From mboxrd@z Thu Jan  1 00:00:00 1970
Return-Path: <benh@kernel.crashing.org>
Received: from gate.crashing.org (gate.crashing.org [63.228.1.57])
 (using TLSv1 with cipher DHE-RSA-AES256-SHA (256/256 bits))
 (No client certificate requested)
 by ozlabs.org (Postfix) with ESMTPS id 36360140131
 for <linuxppc-dev@ozlabs.org>; Thu, 24 Apr 2014 16:14:37 +1000 (EST)
Received: from localhost (localhost.localdomain [127.0.0.1])
 by gate.crashing.org (8.14.1/8.13.8) with ESMTP id s3O6EQkW017637
 for <linuxppc-dev@ozlabs.org>; Thu, 24 Apr 2014 01:14:30 -0500
Message-ID: <1398320065.14519.1.camel@pasglop>
Subject: [PATCH] powerpc/powernv: Fix kexec races going back to OPAL
From: Benjamin Herrenschmidt <benh@kernel.crashing.org>
To: linuxppc-dev list <linuxppc-dev@ozlabs.org>
Date: Thu, 24 Apr 2014 16:14:25 +1000
Content-Type: text/plain; charset="UTF-8"
Mime-Version: 1.0
List-Id: Linux on PowerPC Developers Mail List <linuxppc-dev.lists.ozlabs.org>
List-Unsubscribe: <https://lists.ozlabs.org/options/linuxppc-dev>,
 <mailto:linuxppc-dev-request@lists.ozlabs.org?subject=unsubscribe>
List-Archive: <http://lists.ozlabs.org/pipermail/linuxppc-dev/>
List-Post: <mailto:linuxppc-dev@lists.ozlabs.org>
List-Help: <mailto:linuxppc-dev-request@lists.ozlabs.org?subject=help>
List-Subscribe: <https://lists.ozlabs.org/listinfo/linuxppc-dev>,
 <mailto:linuxppc-dev-request@lists.ozlabs.org?subject=subscribe>

We have a subtle race when sending CPUs back to OPAL on kexec.

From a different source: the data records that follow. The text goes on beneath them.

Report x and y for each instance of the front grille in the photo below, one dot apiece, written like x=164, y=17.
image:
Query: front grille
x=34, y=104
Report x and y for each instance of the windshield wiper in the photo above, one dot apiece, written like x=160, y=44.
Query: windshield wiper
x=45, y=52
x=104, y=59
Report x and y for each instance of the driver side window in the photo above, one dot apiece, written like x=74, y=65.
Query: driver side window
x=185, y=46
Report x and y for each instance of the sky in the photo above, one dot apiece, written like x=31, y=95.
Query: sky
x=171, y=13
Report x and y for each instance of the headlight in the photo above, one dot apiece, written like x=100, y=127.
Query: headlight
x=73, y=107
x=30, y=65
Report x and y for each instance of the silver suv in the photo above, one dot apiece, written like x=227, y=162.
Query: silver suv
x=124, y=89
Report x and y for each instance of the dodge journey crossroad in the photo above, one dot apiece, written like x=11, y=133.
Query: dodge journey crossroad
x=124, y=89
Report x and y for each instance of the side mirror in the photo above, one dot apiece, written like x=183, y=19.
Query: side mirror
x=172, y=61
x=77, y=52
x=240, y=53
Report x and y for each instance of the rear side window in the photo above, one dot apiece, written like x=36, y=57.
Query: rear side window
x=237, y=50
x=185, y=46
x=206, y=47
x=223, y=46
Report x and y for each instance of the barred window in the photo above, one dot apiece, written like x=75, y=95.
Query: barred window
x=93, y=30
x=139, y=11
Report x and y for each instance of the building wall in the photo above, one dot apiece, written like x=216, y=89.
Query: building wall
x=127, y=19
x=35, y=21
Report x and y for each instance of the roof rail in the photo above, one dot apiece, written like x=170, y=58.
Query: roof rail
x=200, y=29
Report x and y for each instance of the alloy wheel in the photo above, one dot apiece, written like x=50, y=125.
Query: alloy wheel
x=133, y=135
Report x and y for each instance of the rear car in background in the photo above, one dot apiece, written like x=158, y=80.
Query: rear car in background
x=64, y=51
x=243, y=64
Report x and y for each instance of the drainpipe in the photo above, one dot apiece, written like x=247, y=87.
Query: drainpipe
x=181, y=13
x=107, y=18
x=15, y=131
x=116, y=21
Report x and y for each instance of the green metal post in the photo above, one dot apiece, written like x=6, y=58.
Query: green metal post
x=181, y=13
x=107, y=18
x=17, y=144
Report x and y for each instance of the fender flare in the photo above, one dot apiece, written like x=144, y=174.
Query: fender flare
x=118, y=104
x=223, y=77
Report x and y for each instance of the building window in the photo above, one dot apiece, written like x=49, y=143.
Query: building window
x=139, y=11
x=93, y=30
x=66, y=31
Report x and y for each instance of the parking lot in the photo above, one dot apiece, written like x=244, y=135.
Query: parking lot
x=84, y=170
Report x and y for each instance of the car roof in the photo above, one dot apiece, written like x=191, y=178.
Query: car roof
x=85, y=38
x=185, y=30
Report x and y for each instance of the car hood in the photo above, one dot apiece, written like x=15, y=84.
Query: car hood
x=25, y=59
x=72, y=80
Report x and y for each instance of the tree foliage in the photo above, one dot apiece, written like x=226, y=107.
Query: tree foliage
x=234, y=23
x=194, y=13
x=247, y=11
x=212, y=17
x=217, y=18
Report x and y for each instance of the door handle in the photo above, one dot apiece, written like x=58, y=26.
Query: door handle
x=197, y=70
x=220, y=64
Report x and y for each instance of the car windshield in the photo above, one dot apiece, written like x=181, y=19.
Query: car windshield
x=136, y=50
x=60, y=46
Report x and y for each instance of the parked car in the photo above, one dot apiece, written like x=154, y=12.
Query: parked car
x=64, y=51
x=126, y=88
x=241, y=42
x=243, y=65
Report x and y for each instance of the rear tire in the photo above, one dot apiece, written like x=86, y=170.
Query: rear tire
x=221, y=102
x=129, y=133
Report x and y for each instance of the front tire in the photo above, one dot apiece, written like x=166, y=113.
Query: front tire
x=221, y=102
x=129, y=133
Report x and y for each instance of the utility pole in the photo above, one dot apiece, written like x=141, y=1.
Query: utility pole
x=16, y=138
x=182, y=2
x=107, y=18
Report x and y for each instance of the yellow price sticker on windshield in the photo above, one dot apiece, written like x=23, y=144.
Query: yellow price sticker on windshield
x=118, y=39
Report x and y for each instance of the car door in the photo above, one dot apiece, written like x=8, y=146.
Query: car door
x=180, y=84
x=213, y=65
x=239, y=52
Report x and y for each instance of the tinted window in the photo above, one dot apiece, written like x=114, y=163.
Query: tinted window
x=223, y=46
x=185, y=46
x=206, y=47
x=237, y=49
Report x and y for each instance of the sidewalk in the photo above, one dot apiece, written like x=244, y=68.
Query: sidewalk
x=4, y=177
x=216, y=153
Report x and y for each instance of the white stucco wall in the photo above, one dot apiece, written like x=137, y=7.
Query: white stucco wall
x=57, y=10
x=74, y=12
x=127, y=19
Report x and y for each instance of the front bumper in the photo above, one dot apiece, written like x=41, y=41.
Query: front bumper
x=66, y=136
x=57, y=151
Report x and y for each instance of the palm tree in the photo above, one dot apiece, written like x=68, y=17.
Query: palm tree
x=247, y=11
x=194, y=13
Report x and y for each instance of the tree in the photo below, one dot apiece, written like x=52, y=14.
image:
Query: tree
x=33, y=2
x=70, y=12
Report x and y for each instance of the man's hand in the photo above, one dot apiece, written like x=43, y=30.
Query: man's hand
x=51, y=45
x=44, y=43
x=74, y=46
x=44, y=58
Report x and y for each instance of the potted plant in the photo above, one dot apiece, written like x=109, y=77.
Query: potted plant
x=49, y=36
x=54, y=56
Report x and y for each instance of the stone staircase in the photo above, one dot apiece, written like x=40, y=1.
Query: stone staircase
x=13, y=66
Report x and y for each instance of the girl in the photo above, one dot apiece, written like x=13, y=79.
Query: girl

We mark them as "in real mode" right before we send them down. Once
we've booted the new kernel, it might try to call opal_reinit_cpus()
to change endianness, and that requires all CPUs to be spinning inside
OPAL.

However there is no synchronization here and we've observed cases
where the returning CPUs hadn't established their new state inside
OPAL before opal_reinit_cpus() is called, causing it to fail.

The proper fix is to actually wait for them to go down all the way
from the kexec'ing kernel.

Signed-off-by: Benjamin Herrenschmidt <benh@kernel.crashing.org>
---
 arch/powerpc/platforms/powernv/setup.c | 48 ++++++++++++++++++++++++++++++++--
 1 file changed, 46 insertions(+), 2 deletions(-)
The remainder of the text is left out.